Tanya Senk, Centrally Assigned Principal, TDSB Urban Indigenous Education Centre and Principal of the Kapapamahchakwew-Wandering Spirit School | (01:20:00)
The Wandering Spirit School is developing programming that encompasses the vision of self-determination through Indigenous education. The program is rooted in Indigenous knowledge, guided by Elders, with community engagement at its heart and is an opportunity for students to investigate food-related challenges that Indigenous peoples have and continue to face. Although the program faces challenges to addressing Indigenous food sovereignty in an urban center, they engage students in learning on and reconnecting to the land, they employ two Indigenous chefs in their kitchen, and they partner with Universities and Colleges to provide opportunities for apprenticeship. Tanya shared that Indigenous Food Sovereignty seeks to “recuperate Indigenous knowledge in the hands of Indigenous peoples, leading the way and carrying on that knowledge from one generation to the next”.

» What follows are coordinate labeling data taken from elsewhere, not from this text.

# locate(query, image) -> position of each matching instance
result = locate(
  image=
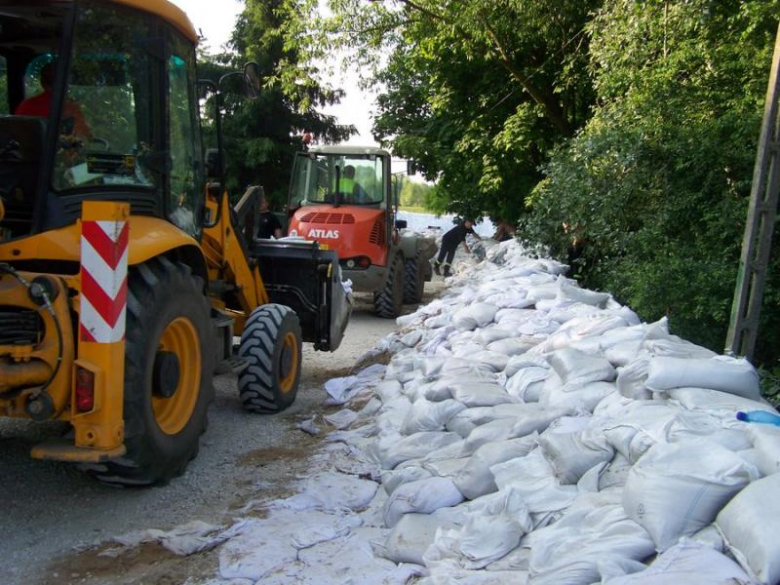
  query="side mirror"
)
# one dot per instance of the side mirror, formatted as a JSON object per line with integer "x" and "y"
{"x": 252, "y": 80}
{"x": 214, "y": 163}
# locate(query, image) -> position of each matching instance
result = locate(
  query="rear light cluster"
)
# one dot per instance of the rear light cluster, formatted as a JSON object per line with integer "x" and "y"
{"x": 85, "y": 390}
{"x": 357, "y": 263}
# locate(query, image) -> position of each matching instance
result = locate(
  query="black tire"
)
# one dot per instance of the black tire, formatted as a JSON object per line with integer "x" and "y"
{"x": 271, "y": 346}
{"x": 389, "y": 301}
{"x": 414, "y": 281}
{"x": 165, "y": 301}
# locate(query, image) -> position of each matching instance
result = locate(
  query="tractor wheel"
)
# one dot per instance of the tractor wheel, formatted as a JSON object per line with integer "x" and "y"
{"x": 169, "y": 361}
{"x": 388, "y": 301}
{"x": 271, "y": 346}
{"x": 414, "y": 281}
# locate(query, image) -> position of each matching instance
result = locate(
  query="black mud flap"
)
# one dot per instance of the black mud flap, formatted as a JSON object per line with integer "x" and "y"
{"x": 307, "y": 279}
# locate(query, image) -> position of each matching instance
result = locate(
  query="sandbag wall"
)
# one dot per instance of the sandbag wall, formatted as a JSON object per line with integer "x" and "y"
{"x": 530, "y": 431}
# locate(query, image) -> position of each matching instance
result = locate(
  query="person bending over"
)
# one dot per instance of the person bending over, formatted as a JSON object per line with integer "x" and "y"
{"x": 449, "y": 243}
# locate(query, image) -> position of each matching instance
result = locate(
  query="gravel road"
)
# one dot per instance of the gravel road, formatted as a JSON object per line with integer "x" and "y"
{"x": 50, "y": 509}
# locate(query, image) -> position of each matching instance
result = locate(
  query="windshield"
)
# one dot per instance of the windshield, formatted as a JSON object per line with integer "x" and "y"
{"x": 106, "y": 123}
{"x": 339, "y": 179}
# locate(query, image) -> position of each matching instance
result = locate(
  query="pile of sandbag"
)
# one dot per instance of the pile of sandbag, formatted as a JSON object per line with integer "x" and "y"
{"x": 530, "y": 431}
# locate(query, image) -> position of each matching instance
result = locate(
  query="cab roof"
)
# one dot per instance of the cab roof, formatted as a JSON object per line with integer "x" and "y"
{"x": 347, "y": 150}
{"x": 168, "y": 12}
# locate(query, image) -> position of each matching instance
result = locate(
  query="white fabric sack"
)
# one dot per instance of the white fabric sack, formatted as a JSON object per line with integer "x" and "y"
{"x": 534, "y": 479}
{"x": 574, "y": 398}
{"x": 526, "y": 385}
{"x": 750, "y": 524}
{"x": 424, "y": 496}
{"x": 677, "y": 489}
{"x": 476, "y": 479}
{"x": 412, "y": 536}
{"x": 688, "y": 563}
{"x": 571, "y": 292}
{"x": 513, "y": 346}
{"x": 766, "y": 442}
{"x": 396, "y": 477}
{"x": 430, "y": 416}
{"x": 721, "y": 373}
{"x": 393, "y": 451}
{"x": 494, "y": 360}
{"x": 473, "y": 316}
{"x": 479, "y": 394}
{"x": 714, "y": 400}
{"x": 632, "y": 378}
{"x": 572, "y": 454}
{"x": 593, "y": 535}
{"x": 519, "y": 362}
{"x": 576, "y": 368}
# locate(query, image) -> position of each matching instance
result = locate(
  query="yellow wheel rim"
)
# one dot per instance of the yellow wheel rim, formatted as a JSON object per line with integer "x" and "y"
{"x": 172, "y": 414}
{"x": 288, "y": 367}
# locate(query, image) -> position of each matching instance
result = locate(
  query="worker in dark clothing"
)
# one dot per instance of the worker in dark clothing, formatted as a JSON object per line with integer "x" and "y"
{"x": 268, "y": 224}
{"x": 450, "y": 242}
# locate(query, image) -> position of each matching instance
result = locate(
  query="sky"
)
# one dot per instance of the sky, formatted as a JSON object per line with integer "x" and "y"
{"x": 215, "y": 20}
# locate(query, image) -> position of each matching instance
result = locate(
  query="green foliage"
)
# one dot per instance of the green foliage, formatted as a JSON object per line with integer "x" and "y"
{"x": 476, "y": 92}
{"x": 262, "y": 136}
{"x": 649, "y": 199}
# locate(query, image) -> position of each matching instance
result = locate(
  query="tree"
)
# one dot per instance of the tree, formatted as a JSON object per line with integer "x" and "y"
{"x": 649, "y": 200}
{"x": 262, "y": 136}
{"x": 478, "y": 92}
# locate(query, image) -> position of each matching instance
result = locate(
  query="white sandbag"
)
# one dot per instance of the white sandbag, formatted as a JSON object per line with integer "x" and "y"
{"x": 526, "y": 385}
{"x": 568, "y": 291}
{"x": 583, "y": 398}
{"x": 714, "y": 400}
{"x": 446, "y": 467}
{"x": 575, "y": 367}
{"x": 394, "y": 450}
{"x": 766, "y": 442}
{"x": 494, "y": 360}
{"x": 412, "y": 536}
{"x": 534, "y": 479}
{"x": 632, "y": 378}
{"x": 488, "y": 335}
{"x": 424, "y": 497}
{"x": 593, "y": 535}
{"x": 675, "y": 490}
{"x": 688, "y": 563}
{"x": 572, "y": 454}
{"x": 513, "y": 346}
{"x": 473, "y": 316}
{"x": 479, "y": 394}
{"x": 430, "y": 416}
{"x": 395, "y": 477}
{"x": 476, "y": 479}
{"x": 750, "y": 524}
{"x": 388, "y": 390}
{"x": 615, "y": 473}
{"x": 464, "y": 422}
{"x": 520, "y": 362}
{"x": 497, "y": 430}
{"x": 722, "y": 373}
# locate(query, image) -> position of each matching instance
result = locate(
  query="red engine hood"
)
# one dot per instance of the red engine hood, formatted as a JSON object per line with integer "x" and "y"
{"x": 350, "y": 230}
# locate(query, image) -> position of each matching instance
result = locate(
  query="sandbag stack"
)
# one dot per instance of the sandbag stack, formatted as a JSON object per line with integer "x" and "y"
{"x": 537, "y": 432}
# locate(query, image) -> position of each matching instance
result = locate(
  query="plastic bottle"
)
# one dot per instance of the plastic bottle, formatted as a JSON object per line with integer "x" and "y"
{"x": 760, "y": 416}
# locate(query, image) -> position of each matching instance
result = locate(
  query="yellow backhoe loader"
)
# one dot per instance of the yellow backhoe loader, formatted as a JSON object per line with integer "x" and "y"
{"x": 124, "y": 271}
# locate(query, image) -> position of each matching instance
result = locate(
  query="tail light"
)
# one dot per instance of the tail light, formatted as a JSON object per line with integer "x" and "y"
{"x": 85, "y": 390}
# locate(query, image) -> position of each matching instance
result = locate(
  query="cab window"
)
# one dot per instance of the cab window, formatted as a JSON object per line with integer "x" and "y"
{"x": 107, "y": 121}
{"x": 185, "y": 180}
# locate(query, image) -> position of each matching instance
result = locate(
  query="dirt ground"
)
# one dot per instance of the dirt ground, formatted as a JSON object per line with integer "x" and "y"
{"x": 56, "y": 523}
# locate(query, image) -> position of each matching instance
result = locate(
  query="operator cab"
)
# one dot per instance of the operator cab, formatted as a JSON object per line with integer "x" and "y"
{"x": 97, "y": 101}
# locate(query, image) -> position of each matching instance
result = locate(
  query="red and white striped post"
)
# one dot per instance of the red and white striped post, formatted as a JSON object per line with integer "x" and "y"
{"x": 100, "y": 365}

Indigenous Food Sovereignty and Indigenous-led initiatives are crucial steps in reconciliation. As Tanya shared, Indigenous Food Sovereignty “attempts to address the root causes of colonization” and “in order to look at the ideological underpinnings of food sovereignty, we must also understand our very close relationship with Mother Earth and with food”. Thank you to all of the presenters for sharing your knowledge and perspectives on such a crucial topic.